If you are taking lithium, then moderating your salt intake is often complex, since changing your salt intake which could involve either a sudden decrease or increase can impact lithium levels, states the NIHCC. Consult with a doctor on how to manage your salt intake so that you maintain a range that is healthy. You should not be eating more than 1,500 mg (milligrams) of salt every day according to the American Heart Association. Just as important, when you take lithium you also need to make sure you are hydrated. Fiedorowicz cautions that dehydration can result in dangerous and unhealthy side effects.
Fiedorowicz recommends sticking to the heart-healthy suggestions from the American Heart Association that limits trans and saturated fats in your eating plan. This typically means choosing low-fat dairy products and lean protein when it comes to animal products.
You may have already heard that fat present in foods can change the way the body utilizes medications.
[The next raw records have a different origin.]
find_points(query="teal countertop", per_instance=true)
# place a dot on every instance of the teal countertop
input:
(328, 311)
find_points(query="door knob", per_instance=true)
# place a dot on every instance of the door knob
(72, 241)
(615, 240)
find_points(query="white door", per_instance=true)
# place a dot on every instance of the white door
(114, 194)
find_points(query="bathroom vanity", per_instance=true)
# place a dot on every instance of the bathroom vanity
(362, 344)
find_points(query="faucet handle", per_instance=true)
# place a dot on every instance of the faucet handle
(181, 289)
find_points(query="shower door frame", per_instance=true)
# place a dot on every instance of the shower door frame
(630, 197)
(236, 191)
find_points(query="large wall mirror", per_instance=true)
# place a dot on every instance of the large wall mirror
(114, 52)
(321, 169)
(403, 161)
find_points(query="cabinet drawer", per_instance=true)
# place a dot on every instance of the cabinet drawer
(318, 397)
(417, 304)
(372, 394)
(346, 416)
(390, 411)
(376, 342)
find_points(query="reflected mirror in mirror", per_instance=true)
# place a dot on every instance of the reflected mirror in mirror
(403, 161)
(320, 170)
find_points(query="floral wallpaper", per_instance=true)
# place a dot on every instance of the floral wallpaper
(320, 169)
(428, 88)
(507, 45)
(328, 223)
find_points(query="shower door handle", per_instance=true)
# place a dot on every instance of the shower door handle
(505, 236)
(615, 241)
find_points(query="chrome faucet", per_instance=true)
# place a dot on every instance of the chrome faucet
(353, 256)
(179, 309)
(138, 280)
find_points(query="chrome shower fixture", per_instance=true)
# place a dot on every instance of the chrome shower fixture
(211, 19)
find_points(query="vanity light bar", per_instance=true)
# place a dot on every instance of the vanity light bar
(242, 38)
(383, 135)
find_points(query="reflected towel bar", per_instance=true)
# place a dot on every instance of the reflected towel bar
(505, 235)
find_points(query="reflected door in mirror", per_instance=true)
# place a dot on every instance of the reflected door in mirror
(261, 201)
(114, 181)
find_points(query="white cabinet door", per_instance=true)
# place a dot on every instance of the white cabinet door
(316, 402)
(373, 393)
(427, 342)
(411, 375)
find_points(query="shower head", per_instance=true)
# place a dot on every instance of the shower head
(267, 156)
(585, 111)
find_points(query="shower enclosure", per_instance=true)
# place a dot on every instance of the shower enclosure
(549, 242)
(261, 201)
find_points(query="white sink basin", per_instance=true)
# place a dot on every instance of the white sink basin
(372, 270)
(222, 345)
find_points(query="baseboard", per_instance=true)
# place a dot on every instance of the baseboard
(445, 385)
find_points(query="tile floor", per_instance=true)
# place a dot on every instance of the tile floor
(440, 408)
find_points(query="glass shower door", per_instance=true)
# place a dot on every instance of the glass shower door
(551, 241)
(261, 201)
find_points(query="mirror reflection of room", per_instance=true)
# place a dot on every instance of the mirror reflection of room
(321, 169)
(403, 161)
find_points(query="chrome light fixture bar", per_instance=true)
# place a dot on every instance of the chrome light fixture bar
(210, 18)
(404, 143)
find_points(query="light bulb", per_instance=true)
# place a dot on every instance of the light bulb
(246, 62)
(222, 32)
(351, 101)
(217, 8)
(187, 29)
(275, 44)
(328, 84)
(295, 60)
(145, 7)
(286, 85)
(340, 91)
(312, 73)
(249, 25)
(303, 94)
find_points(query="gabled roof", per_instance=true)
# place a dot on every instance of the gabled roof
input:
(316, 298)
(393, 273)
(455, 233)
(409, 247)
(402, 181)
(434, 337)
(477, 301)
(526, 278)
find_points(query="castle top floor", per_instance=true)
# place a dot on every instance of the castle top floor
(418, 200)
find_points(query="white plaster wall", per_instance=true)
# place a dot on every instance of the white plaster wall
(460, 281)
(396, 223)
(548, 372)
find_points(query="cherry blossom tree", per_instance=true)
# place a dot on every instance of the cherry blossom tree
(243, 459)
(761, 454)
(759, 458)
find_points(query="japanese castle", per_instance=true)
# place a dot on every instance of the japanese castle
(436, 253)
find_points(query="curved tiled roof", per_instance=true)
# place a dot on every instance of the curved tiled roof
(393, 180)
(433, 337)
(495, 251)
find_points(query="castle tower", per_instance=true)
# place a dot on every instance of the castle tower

In general, the medications that you take will still work, but consuming fatty and fried foods in excess is bad for your health and your heart. It is also important to know that oils that you use to fry foods contain high levels of omega-6 fatty acids which you should be avoiding.
Healthy Food Options To Replace Less Healthy Options
Planning a healthier way of eating shouldn't be a daunting task. McInnis suggests that you visit a local farmer's market, to explore the different options, and even talk to the farmers to find out how they enjoy and prepare their produce. If you make a quick stop at a store, he suggests staying with the periphery, which is where the whole foods like fish and produce are generally found.
For more tips on how to maintain a healthier way of eating, McInnis suggests:
– Rather than potato fries or chips, stick to fresh vegetables served with a healthy dip like hummus.
– Stay away from sweet pastries and rather top crackers or whole-grain bread with a fruit preserve.
– Rather than your 4th or 5th cup of coffee for the day, go for herbal tea or a decaf cappuccino.
– Stay away from fast-food fries and burgers and rather order fresh salads instead.
– Swap your fried entree for broiled or steamed fish.
Planning a diet that suits you usually involves a “group” effort, which includes assistance from a medical team. If your lifestyle and your diet require a makeover, talk to a dietitian or a doctor for help.